In 1822 Benbow published an edition of Lord Byron's Don Juan, and also an edition of William Lawrence's controversial The Natural History of Man (1819), which had lost its copyright protection when deemed blasphemous by the Lord Chancellor. A heated exchange with the then Poet Laureate Robert Southey, who objected to Benbow's unauthorised reprinting of parts of his early poem Wat Tyler, prompted a response in the form of a pamphlet entitled A Scourge for the Laureate in which Benbow drew a pointed contrast between the radical sentiments of the early poem and Southey's later role within the establishment. Benbow printed his pirate edition of Southey's work under the imprint of his bookshop and publishing house, the Byron's Head, in Castle Street, Leicester Square. Among other works under this imprint was a pirated edition of Posthumous Poems of Percy Bysshe Shelley, which had been issued by Shelley's widow Mary in 1824 and swiftly withdrawn.

In 1832 he published Crimes of Clergy, a collection of his own articles highly critical of Church of England ministers. The articles had previously been published individually, and one, dated May 1821, gives its place of composition as King's Bench Prison. In early July 1821 Benbow's MP, John Cam Hobhouse, had raised the case of Benbow's imprisonment in Parliament, requesting the Attorney General to investigate the matter.

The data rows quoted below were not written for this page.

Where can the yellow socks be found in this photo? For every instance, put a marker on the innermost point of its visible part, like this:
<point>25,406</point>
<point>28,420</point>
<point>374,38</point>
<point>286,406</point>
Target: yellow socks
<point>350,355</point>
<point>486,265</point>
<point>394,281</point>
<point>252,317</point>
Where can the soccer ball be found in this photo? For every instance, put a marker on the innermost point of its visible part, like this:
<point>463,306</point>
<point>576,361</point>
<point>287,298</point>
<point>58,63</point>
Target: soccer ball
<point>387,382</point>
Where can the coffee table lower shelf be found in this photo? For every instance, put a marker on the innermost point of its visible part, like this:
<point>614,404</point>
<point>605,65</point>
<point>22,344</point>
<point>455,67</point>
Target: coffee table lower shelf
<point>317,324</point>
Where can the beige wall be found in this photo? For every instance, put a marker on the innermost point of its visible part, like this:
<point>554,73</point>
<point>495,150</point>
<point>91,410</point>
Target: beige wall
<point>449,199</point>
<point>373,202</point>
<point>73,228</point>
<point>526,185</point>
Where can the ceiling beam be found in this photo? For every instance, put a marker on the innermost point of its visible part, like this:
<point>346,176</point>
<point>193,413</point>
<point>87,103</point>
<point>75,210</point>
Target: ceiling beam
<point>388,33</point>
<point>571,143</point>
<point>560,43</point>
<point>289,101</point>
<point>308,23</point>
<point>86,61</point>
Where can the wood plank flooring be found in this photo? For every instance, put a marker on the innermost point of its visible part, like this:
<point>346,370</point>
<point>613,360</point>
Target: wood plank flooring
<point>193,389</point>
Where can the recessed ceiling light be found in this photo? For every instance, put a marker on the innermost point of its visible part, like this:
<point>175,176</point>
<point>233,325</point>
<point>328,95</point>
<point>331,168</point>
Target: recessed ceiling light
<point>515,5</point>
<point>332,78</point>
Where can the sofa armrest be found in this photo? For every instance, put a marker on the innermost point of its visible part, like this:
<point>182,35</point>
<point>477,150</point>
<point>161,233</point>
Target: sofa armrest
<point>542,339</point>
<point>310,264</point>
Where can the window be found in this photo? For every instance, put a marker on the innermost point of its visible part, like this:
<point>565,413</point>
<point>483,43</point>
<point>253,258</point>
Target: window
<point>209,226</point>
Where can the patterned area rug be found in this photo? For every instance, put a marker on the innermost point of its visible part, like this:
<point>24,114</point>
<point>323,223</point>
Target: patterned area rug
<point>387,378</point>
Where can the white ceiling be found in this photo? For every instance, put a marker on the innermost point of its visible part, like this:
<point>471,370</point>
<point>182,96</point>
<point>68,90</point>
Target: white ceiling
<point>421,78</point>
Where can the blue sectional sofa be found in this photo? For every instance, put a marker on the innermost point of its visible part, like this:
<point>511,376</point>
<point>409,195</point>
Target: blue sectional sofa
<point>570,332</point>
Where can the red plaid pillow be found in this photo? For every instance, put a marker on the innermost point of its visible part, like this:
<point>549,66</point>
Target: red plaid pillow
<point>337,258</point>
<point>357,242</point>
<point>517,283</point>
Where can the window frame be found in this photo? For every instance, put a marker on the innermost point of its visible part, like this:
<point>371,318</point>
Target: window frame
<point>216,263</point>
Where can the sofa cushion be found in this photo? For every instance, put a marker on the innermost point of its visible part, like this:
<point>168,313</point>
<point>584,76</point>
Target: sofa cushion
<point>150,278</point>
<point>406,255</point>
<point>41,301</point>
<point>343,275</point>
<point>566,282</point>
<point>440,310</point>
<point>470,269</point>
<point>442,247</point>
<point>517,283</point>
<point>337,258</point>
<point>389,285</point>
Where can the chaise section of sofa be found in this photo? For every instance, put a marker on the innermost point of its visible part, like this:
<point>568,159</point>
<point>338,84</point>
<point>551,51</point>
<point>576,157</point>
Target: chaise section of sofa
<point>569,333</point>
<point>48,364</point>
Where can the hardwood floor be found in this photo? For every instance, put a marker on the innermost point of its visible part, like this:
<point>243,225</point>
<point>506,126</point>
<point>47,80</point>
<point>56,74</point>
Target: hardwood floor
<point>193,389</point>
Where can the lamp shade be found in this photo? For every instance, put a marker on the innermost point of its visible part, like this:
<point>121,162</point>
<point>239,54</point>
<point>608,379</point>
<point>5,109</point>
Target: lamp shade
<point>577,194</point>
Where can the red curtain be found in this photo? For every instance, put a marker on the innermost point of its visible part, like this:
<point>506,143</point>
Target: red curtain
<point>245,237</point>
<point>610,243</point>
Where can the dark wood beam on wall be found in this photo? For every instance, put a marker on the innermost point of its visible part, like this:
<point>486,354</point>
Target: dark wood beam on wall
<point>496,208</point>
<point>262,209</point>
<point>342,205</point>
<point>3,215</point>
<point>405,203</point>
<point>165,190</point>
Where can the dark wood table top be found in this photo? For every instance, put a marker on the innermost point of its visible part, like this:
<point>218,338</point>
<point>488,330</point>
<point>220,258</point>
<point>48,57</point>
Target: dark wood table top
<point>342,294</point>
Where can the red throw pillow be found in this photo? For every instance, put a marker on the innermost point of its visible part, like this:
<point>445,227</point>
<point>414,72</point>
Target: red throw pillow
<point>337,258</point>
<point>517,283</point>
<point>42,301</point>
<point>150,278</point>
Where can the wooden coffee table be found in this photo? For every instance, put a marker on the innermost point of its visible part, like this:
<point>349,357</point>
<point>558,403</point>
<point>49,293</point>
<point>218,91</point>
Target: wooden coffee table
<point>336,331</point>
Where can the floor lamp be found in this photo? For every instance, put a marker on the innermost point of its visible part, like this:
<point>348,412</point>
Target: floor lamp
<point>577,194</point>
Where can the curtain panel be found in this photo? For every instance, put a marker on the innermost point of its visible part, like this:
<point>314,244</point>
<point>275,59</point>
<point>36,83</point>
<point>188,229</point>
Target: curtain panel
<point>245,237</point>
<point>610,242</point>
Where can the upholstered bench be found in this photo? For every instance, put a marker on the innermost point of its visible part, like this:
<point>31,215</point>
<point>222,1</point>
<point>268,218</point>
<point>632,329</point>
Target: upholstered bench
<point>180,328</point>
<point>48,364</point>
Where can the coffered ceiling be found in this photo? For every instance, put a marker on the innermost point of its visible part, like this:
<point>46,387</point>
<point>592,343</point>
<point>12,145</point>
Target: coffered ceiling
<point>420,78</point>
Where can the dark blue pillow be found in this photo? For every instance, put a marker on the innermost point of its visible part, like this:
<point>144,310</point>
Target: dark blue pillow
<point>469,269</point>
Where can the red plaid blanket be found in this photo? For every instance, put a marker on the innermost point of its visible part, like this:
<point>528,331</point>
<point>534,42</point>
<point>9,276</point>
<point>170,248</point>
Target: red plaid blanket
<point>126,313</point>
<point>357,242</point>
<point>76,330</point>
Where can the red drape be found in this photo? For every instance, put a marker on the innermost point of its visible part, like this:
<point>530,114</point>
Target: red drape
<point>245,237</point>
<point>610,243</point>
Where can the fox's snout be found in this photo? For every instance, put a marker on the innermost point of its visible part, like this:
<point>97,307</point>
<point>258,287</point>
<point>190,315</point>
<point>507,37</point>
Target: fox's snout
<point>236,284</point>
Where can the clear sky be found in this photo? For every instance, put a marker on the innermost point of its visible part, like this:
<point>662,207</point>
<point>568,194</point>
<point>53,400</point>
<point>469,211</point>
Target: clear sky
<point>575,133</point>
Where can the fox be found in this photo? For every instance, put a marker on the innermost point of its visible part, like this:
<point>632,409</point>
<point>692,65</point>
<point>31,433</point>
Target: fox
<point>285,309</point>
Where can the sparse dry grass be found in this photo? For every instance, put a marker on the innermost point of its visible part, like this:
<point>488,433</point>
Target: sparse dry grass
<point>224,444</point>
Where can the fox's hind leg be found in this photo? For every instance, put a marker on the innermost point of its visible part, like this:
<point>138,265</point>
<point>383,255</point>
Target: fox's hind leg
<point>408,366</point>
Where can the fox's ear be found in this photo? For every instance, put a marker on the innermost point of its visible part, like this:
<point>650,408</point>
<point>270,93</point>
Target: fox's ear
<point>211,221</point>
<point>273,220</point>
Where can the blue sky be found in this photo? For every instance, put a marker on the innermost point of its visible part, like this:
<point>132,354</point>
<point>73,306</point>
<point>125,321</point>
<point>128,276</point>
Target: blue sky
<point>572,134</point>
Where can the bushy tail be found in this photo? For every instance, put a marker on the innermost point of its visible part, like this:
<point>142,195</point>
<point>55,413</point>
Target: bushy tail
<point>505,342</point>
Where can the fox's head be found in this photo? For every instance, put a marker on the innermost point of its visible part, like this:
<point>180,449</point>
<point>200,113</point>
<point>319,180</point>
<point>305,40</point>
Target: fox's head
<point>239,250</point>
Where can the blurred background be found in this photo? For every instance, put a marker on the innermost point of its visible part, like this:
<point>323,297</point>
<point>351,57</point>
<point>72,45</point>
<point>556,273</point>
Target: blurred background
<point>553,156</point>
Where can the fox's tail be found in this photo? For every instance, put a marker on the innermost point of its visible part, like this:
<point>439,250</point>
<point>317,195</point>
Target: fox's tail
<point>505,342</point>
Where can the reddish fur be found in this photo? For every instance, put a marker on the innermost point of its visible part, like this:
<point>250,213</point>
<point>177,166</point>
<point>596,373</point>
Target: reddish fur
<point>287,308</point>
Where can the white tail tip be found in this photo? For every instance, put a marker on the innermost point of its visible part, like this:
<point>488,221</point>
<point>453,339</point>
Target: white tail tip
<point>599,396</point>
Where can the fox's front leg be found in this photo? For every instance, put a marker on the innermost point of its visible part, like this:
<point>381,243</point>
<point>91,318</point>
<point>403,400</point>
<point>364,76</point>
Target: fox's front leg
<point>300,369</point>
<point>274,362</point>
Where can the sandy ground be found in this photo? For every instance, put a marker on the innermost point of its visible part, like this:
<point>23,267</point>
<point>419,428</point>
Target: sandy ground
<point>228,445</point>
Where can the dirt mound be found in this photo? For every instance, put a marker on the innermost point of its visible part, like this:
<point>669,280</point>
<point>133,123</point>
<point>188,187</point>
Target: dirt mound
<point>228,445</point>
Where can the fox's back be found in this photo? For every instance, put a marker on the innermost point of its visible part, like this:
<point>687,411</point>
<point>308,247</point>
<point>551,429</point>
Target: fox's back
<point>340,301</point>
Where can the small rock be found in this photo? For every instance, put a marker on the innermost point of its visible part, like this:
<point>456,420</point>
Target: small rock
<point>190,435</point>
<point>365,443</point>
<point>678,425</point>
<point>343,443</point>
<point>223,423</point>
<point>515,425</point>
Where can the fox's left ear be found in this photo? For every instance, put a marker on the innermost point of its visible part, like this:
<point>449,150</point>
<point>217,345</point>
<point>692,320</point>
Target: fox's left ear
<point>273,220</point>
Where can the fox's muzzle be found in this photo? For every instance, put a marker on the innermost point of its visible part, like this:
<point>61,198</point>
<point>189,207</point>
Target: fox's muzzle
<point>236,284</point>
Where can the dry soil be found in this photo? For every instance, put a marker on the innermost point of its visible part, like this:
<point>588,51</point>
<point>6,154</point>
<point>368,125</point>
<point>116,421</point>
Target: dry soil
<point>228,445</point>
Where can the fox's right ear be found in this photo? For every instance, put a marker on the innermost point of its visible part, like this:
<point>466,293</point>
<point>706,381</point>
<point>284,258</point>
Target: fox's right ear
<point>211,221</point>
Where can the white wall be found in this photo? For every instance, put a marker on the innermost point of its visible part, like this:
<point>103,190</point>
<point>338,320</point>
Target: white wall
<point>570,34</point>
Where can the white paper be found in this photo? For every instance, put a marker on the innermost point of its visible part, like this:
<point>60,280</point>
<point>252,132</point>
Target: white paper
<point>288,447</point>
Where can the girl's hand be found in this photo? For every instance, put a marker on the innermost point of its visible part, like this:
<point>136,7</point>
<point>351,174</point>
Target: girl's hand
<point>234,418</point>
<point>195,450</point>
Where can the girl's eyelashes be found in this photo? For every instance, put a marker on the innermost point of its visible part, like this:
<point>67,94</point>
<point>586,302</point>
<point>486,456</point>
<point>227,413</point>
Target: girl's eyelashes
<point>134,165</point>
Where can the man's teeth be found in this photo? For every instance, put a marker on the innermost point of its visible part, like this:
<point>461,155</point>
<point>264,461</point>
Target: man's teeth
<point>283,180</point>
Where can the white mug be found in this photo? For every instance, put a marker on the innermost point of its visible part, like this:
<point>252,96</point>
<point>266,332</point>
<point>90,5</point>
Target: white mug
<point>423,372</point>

==The Grand National Holiday==
On 28 January 1832 Benbow published a pamphlet entitled Grand National Holiday and Congress of the Productive Classes. He had joined the National Union of the Working Classes in 1831, and his coffee house and beer shop at 8 Theobalds Road, otherwise known as the Institution of the Working Classes, became the focus for the Union's activities. Benbow was a regular, high-profile speaker at its gatherings at Blackfriars Rotunda, where he advocated direct and even violent action for political reform, and in particular his idea for a "national holiday" and "national convention". By this he meant an extended period of general strike by the working classes, which would be a sacred or holy action (hence "holy-day"), during which time local committees would keep the peace and elect delegates to a national convention or congress, which would agree the future direction of the nation. In his pamphlet Benbow drew parallels between his plan and the ancient Jewish Jubilee year, which embraced concepts like forgiveness of debt and redistribution of land. The striking workers were to support themselves with savings and confiscated parish funds, and by demanding contributions from rich people. Benbow briefly edited published a newspaper, the Tribune of the People, whose subject-matter was the topics to be included in the congress, but it was discontinued after just three issues. In April 1832 he was arrested again, along with James Watson and William Lovett, for his involvement in planning a Chartist parade and "general feast" He was tried and acquitted the following month.

Benbow's popularity waned for a time after the passage of the Reform Bill, but his idea of a Grand National Holiday or "sacred month" was adopted by the Chartist Congress of 1839, Benbow having spent time in Manchester during 1838–9 promoting the cause and his pamphlet. The month was scheduled to begin on 12 August, but on 4 August Benbow was arrested for seditious libel along with George Julian Harney, for campaigning to persuade workers to participate. The Chartists called off the strike. Benbow spent eight months on remand. At his trial, in Chester in April 1840, he spoke for over ten hours in his own defence, but was convicted and sentenced to sixteen months imprisonment. William Benbow, his wife and son George emigrated to Australia around 1853. He died in Sydney on 24 February 1864.